Le Dr Maxime Jonchier, responsable médical des urgences du CHU de Poitiers, présente la situation au service des urgences, ainsi que les dispositifs mis en place pour garantir la sécurité des patients et du personnel.
Quelle est l’activité aux urgences actuellement ?
Pendant la crise sanitaire, les hôpitaux les plus touchés par l’épidémie avaient le même taux d’activité que nous, soit 45% seulement. Toutefois, ils ont pris la première vague de plein fouet alors que nous avons eu la chance d’avoir quinze jours pour anticiper l’arrivée des premiers cas sur notre territoire. Je pense que c’est ce qui a fait la force de la gestion de la crise par le CHU de Poitiers. L’anticipation fait partie du métier des urgences.

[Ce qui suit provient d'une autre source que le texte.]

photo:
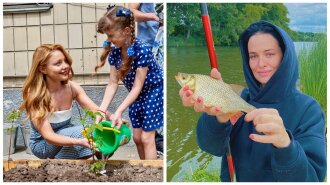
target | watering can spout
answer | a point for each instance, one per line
(109, 139)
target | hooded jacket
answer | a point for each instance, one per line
(303, 160)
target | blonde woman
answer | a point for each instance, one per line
(48, 95)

Finalement, nous avons été très peu impacté par l’épidémie ; beaucoup de suspicions mais peu de cas avérés. Ce nombre élevé de cas suspects est dû au fait que les indications pour les PCR étaient très larges. Il a fallu prélever les personnes âgées, les personnes fiévreuses, les personnes ressentant des gênes respiratoires, et d’autres encore, ce qui n’a pas été sans impact sur notre fonctionnement quotidien. Finalement les cas graves que nous avons pris en charge, sont les patients que nous sommes allés chercher dans les hôpitaux du Grand-Est et de l’Ile-de-France.

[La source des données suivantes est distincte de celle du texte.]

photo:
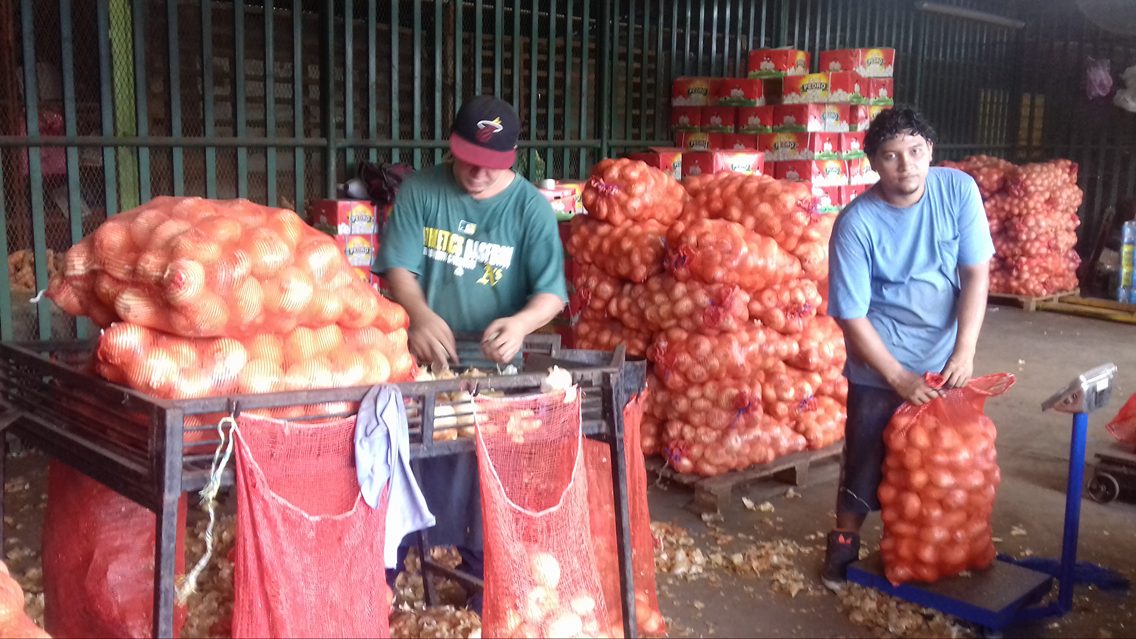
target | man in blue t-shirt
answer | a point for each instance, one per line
(909, 271)
(470, 247)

Nous avons connu après le confinement une période de calme mais aujourd’hui, notre niveau d’activité est le même qu’avant la crise sanitaire. Les patients qui ne sont pas venus pendant le confinement, reviennent. Mais on sent que certains ont peur d’être infectés par le virus à l’hôpital et encore plus aux urgences où il y a des temps d’attente. Même s’ils sont inquiets, cela ne les empêche absolument pas de venir. Ils peuvent être rassurés parce nous avons mis en place toutes les mesures de précautions recommandées.
Nous ne savons pas quel a été l’impact réel sur les gens pendant la première crise. Après le 11 mai, nous avons reçu un nombre important de patients qui auraient dû consulter plus tôt mais fort heureusement sans conséquence dramatique.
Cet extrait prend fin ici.